# Srs Mod



## Smashtoad (Sep 3, 2010)

The SRS I bought from Roger is wicked, but just a tick small for my hands. I wanted to make it a little grippier, so I did the following: I sanded it down further to 600, teak oiled it with three coats, and then hit it with one coat of mahogany stain.

The I plasti-dipped the handle tip, and gave it a real tight paracord sailor's whipping. After that I filled a syringe (sans needle) with Plasti-dip and put a bead around both edges of the whipping to help hold it in place.
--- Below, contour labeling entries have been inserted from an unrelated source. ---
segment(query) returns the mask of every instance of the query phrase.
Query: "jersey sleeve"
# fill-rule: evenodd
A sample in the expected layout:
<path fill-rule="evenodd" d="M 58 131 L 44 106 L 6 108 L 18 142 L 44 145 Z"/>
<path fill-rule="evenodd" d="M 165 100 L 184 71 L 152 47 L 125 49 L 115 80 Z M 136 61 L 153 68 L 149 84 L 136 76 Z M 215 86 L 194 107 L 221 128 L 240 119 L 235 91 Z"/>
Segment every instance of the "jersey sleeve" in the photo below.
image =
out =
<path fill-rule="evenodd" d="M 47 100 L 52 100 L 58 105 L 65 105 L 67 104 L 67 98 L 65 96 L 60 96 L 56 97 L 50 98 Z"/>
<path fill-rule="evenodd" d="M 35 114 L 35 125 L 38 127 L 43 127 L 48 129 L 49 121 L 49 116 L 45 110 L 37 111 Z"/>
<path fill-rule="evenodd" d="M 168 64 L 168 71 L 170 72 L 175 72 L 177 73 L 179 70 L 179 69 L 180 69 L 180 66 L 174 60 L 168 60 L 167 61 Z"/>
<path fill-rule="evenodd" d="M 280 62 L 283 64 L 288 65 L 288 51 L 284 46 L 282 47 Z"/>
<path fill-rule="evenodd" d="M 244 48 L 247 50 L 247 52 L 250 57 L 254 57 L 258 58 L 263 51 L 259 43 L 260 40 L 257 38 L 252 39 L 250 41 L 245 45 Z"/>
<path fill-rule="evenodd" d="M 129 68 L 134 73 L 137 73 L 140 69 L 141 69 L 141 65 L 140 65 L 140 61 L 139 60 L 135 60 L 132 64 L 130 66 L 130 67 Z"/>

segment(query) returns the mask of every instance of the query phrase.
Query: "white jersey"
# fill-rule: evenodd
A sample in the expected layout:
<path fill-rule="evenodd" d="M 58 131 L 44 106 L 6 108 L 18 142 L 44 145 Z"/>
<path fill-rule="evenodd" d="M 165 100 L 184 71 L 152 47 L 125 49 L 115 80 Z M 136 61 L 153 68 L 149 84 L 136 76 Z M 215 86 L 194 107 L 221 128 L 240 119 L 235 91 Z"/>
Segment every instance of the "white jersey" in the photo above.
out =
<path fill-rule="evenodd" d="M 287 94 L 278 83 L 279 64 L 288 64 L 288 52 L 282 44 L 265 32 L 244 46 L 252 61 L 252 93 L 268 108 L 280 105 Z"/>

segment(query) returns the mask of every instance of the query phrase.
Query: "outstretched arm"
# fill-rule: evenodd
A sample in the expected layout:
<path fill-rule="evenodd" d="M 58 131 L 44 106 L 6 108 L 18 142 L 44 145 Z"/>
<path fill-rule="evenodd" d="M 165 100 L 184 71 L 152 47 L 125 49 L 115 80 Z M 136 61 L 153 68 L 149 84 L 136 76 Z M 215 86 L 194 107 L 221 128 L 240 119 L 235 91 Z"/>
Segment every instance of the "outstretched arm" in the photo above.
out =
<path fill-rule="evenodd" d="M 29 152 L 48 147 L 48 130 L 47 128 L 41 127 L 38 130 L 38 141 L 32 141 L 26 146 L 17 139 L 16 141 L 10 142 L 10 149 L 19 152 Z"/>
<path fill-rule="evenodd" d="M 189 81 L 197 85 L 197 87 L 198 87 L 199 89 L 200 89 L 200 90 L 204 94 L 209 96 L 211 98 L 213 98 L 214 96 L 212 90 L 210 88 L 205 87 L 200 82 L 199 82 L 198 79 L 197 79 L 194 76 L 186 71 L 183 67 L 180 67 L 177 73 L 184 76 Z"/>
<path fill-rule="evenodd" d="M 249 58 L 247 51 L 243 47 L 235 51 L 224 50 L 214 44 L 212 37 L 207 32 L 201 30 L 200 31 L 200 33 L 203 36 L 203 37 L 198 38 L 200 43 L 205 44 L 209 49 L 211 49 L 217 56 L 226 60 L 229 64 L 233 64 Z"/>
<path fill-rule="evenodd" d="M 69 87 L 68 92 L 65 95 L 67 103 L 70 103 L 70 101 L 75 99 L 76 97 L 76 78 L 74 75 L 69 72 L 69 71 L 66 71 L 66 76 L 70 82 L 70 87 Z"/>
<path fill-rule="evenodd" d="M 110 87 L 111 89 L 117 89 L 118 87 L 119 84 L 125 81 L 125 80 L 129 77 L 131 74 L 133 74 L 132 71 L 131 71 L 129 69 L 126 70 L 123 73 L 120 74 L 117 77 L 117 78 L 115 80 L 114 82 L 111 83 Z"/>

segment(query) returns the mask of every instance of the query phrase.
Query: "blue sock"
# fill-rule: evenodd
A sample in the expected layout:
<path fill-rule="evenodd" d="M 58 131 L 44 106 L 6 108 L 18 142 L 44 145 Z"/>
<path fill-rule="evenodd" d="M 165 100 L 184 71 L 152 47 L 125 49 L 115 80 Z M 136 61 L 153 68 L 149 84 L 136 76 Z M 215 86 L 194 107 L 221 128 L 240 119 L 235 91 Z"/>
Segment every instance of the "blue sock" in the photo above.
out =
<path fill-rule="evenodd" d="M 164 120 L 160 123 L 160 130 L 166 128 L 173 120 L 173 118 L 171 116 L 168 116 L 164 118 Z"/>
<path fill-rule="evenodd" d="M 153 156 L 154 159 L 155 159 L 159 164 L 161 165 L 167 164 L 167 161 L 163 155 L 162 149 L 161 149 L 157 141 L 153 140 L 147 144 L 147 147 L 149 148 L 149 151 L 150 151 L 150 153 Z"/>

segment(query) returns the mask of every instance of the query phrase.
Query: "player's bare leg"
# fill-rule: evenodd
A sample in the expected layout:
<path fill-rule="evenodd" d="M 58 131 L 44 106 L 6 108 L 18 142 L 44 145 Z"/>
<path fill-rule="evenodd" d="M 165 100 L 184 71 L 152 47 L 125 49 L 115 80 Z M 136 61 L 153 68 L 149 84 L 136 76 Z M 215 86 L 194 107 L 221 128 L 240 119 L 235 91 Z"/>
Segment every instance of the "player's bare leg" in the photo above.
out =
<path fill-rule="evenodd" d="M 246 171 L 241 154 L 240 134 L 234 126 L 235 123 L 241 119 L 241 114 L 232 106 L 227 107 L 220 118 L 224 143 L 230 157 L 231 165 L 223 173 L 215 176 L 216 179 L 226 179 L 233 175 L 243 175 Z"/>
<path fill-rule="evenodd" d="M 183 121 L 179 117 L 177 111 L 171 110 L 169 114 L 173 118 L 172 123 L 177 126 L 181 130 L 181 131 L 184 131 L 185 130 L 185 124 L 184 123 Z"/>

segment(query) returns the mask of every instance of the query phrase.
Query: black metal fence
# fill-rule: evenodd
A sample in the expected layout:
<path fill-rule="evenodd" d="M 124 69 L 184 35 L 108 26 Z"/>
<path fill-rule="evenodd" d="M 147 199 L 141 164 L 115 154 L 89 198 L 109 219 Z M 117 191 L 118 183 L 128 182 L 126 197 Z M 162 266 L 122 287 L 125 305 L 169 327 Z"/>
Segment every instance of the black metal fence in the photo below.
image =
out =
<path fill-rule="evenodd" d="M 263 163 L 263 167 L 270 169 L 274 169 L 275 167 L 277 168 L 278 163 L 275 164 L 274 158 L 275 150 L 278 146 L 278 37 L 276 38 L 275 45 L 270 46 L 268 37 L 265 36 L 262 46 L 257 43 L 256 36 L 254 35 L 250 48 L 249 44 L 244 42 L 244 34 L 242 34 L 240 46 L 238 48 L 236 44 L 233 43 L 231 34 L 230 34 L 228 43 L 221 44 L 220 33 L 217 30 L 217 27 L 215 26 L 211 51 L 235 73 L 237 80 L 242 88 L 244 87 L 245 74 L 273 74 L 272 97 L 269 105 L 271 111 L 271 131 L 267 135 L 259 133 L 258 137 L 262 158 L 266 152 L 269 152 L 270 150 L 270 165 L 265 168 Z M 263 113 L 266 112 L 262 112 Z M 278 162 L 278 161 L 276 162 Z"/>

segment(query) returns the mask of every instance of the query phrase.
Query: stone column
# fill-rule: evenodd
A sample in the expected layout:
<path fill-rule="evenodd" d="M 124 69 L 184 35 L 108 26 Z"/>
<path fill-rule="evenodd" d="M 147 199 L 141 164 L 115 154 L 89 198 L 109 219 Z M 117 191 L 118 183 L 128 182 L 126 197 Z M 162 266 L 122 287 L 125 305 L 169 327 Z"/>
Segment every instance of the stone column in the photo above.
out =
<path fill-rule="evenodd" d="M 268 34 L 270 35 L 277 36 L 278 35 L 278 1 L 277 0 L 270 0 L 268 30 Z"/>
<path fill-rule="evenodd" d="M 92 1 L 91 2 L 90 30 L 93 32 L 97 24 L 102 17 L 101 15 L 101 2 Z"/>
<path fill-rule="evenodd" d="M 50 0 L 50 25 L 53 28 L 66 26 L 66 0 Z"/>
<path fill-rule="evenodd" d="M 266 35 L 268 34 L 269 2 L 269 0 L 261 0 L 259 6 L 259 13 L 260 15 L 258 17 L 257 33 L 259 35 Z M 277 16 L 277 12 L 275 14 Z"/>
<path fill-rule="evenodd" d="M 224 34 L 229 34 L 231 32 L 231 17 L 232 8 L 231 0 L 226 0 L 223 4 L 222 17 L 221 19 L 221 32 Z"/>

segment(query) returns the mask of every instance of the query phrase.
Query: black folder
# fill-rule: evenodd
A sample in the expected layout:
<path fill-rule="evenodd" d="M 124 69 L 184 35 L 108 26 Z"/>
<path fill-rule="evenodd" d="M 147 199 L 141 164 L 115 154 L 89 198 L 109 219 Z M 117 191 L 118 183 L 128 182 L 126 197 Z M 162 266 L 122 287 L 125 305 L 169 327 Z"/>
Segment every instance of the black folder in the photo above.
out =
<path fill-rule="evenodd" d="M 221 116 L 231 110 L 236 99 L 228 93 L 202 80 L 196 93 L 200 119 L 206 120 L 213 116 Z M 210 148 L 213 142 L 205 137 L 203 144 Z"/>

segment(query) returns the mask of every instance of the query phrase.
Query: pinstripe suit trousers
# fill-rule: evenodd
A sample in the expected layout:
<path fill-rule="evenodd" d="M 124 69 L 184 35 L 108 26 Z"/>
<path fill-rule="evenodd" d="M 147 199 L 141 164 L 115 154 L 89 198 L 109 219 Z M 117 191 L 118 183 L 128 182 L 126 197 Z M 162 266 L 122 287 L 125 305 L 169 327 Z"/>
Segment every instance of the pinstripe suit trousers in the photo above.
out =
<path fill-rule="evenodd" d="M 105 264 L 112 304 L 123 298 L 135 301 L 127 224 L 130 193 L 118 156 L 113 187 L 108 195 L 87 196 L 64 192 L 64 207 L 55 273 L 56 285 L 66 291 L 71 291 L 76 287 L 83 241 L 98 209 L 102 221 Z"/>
Then I used my recently acquired wood burner to inscribe it and give this true craftsman his due for this awesome shooter. Sorry it is so sloppy Roger.


----------



## reecemurg (Oct 9, 2011)

nice !!


----------



## LVO (Sep 25, 2011)

I'm liking the dip and wrap. I love Roger's work! Fantastic mod!


----------



## treefork (Feb 1, 2010)

Nice personal mod.


----------



## inkspot (Dec 27, 2011)

Very nice mod toad.How's the grip now, and did you per shrink the cord before wrapping?


----------



## Smashtoad (Sep 3, 2010)

You know...I haven’t. I remember reading about that somewhere. You get it wet or something? When I get in the mood to do something, I usually dive right in. I have a hard time doing prep work unless it is something vital. The wrap is real tight and feels awesome, but I recently bought a fair amount of paracord, so I’ll look into it. Thanks.


----------



## inkspot (Dec 27, 2011)

Evening toad as I understand it all you have to do is drop the paracord in boiling water for a couple of miniuates when let it dry.Will likely give it a shot this week,haven't tried this method yet so if you like i'll let you know the results.


----------



## worserabbit (Apr 16, 2012)

Good job on the mod!


----------



## Wingshooter (Dec 24, 2009)

Smashtoad said:


> The SRS I bought from Roger is wicked, but just a tick small for my hands. I wanted to make it a little grippier, so I did the following: I sanded it down further to 600, teak oiled it with three coats, and then hit it with one coat of mahogany stain.
> 
> The I plasti-dipped the handle tip, and gave it a real tight paracord sailor's whipping. After that I filled a syringe (sans needle) with Plasti-dip and put a bead around both edges of the whipping to help hold it in place.
> 
> Then I used my recently acquired wood burner to inscribe it and give this true craftsman his due for this awesome shooter. Sorry it is so sloppy Roger.


Good job. I can see where that would help with the feel of that handle.


----------



## Smashtoad (Sep 3, 2010)

Yeah, Roger...it is scary tight in the hand and hits a ton with 2050s and 7/16" steel. I put that 2050 setup on another sling and got some 1745 through trades. I am gonna throw 1745 on it and see how that feels.


----------